The general consensus is that any Muppets movie is better than no Muppets movie. And that's where _Muppets Most Wanted _seems to have fallen on the scale of appreciation: it's any Muppets movie.

But I never enjoyed the maudlin, mawkish side of the Muppets ("Rainbow Connection" has always disturbed me; a frog singing about lovers connecting and young sailors called by sweet sounds?--shudder). The 2011 reboot was fully invested in that sentimentality and quite frankly bored me. What I loved most about the Muppets when I was young wasn't their gentle Sesame Street personas, but rather the absurdist showbiz parodies on display in The Muppet Show. It was farcical, sardonic, and felt (at least to my elementary school self) vaguely countercultural--particularly for the late-70s, when the counterculture had fallen so far out of favor. _Muppets Most Wanted _excels because it eschews the schmaltz in favor of that old formula. And that's why it's so much more entertaining than its predecessor.

Much of this has to do with your music, Bret. And though it seems, both demographically and constitutionally, that I should have been a huge fan of "Flight of The Conchords" - the musical comedy duo of which you are (apparently) the meeker half - I never really caught on to it, and instead, each time a friend sings the refrain from "Business Time," I can only pretend to know it. Call me a philistine, but I'm not a fan of (or terribly knowledgeable about) musicals.

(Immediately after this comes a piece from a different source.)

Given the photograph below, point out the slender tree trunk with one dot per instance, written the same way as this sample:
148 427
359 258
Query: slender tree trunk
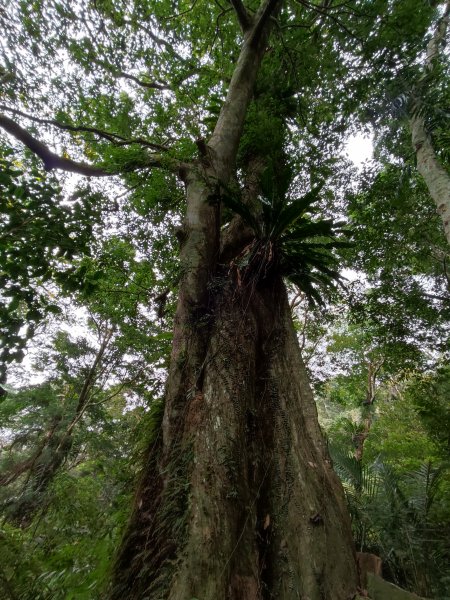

But I loved the music in this flick. While there's no centerpiece tune like "Man or Muppet" (your Oscar-winning ditty from the previous Muppets film), there's a consistency in mood and tone in the musical numbers, and they all serve a purpose within the world of the film; they are mechanisms to move the plot forward rather than interstitial flourishes of costume and production design. I guess what I'm trying to say is this (you'll have to interpret this uninformed bit of praise): it felt as if every song was the right length and in the right place.

It's hard to choose a favorite. What should be the weakest song is instead the strongest. "I Can Get You What You Want (Cockatoo in Malibu)" captures everything wonderful about the glittery, narcissistic, post-Disco era in which the Muppets first thrived. Constantine, the criminal mastermind who has usurped Kermit the Frog as leader of the Muppets in order enact various high-stakes robberies, sings the soft-rock ballad to woo Miss Piggy. He promises her satin pillows and armadillos, ice cream cones and mortgage loans. It's the exact kind of aimless and incisive comedy that makes the Muppets great.

Other highlights include Tina Fey introducing a double-crossed Kermit to her Russian prison with the musical number "The Big House" (with backing vocals from your Conchords cohort Jemaine Clement, along with Ray Liotta and Danny Trejo, who seem to be slowly morphing into the same person). "The Interrogation Song" is a fun little bit of staccato sing-speak featuring Ty Burrell and Sam the Eagle - the odd-couple cop-team - trying to extract information from the oblivious Muppets.

The music is really what holds the film together. As the plot bounces us from European city to European city, from Siberian Gulags to Spanish catacombs, from one Kermit to another, from awkward celebrity cameo to awkward celebrity cameo, your music works hard to keep things in harmony.